Afronta aos ideais nazistas
Em 1919, um ano antes de o partido de Hitler lançar seu programa nazista, Hirschfeld inaugurou em Berlim o Instituto Para o Estudo da Sexualidade, o primeiro a propor isso no mundo, algo que o deixou famoso internacionalmente. A instituição contava com um museu e uma biblioteca dedicados exclusivamente à sexualidade e ainda prestava serviços educativos sobre gênero, transexualidade, educação sexual, contracepção, doenças sexualmente transmissíveis, além de oferecer consultas psicológicas, tratamentos médicos e abrigo gratuito a LGBTs carentes. Anualmente, recebia cerca de 20 mil visitantes e realizava 1.800 consultas.
"Ele era uma das poucas pessoas que falava publicamente e tão abertamente sobre esse tipo de assunto. Alguém que dava entrevistas, conversava e publicava artigos sobre ideias que eram completamente contrárias às normas da sociedade. E isso ajudou sua pesquisa, já que qualquer um que pensasse intimamente: 'O que há de errado comigo?' poderia facilmente encontrá-lo", diz Ralf Dose em seu livro "Magnus Hirschfeld: As Origens do Movimento de Libertação Gay", em português.
A cirurgia de redesignação sexual da paciente Lili Elbe, que inspirou o filme "A Garota Dinamarquesa" (2015), também não teria sido possível sem a ajuda de Hirschfeld, que acompanhou seu processo de perto. Como resultado, ele virou consultor de muitos procedimentos cirúrgicos desse tipo na Europa, co-roteirista do primeiro filme pró-LGBT da história do cinema ("Diferente dos Outros", de 1919), e um palestrante disputado --dava mais de 200 palestras ao ano. Com tanto sucesso, logo passou a despertar o ódio dos nazistas e seus simpatizantes.

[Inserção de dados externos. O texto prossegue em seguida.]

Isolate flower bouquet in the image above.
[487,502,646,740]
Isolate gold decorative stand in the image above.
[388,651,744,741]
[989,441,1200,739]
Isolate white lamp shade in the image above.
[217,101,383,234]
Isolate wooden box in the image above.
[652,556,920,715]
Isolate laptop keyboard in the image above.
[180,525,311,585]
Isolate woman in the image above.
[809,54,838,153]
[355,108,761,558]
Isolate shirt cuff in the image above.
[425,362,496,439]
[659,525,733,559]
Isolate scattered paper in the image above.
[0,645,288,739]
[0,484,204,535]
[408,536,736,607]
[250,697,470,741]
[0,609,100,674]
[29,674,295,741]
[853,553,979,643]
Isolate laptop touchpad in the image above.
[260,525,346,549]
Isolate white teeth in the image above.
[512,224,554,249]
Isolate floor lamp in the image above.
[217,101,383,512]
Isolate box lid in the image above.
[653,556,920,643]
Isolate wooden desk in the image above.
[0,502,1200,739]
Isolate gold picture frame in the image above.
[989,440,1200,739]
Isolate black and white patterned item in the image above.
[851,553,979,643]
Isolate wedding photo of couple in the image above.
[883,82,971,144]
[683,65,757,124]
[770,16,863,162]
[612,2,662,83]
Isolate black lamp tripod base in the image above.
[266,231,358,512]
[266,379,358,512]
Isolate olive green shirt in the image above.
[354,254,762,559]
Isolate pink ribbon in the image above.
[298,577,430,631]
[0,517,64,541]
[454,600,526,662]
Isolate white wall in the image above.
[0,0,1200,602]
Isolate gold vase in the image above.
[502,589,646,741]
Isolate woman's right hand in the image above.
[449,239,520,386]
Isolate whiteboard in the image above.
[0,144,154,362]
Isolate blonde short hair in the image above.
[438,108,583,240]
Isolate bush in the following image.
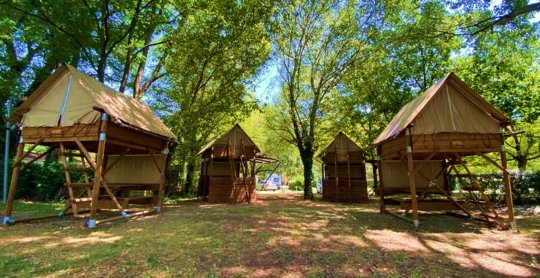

Exemplo de resistência LGBT
Com a subida de Hitler ao poder, Hirschfeld sofreu uma perseguição que se estendeu da década de 20 à de 30. Em 1921, ele levou uma surra na rua depois de palestrar publicamente em Munique e ficou tão machucado que a imprensa acreditou que ela havia morrido. "Havia muitos outros sexólogos judeus nesse período, mas nenhum foi perseguido na mesma intensidade", afirma o biógrafo Ralf Dose, complementando que os jornais nazistas "Der Stürmer" e "Völkischer Beobachter" denunciavam o médico como um inimigo central.
Para mostrar resistência, Hirschfeld, em 1928, fundou a Liga Mundial para a Reforma Sexual, promovendo conferências em todo o planeta, ato que foi chamado pelos nazistas de uma conspiração judaica global. "Eles [nazistas] o retrataram como um subversivo da moral alemã, minando o espírito alemão como judeu e sexólogo", diz Rainer Herrn, pesquisador de sexologia e autor do livro "100 Anos do Movimento Gay na Alemanha", em português.
Foi então que, em 1933, o instituto científico de Hirschfeld foi invadido e completamente destruído. Toda sua biblioteca foi queimada e, posteriormente, seus muitos pacientes presos e levados para os campos de concentração. Hirschfeld só conseguiu escapar porque antes tinha feito uma viagem acadêmica aos Estados Unidos. Aconselhado a não voltar para a Alemanha, se mudou para Nice, na França, onde permaneceu até morrer de um infarto em 1935.
Graças aos esforços de seus colegas, alunos e apoiadores, seu nome não se perdeu na história. Suas ideias e o que sobrou de seus trabalhos foram aproveitados nos Estados Unidos, e apesar de algumas de suas teorias hoje estarem equivocadas e terem sido revisadas, ajudaram a transformar a maneira como os LGBT são tratados e deram a eles uma causa pela qual lutar.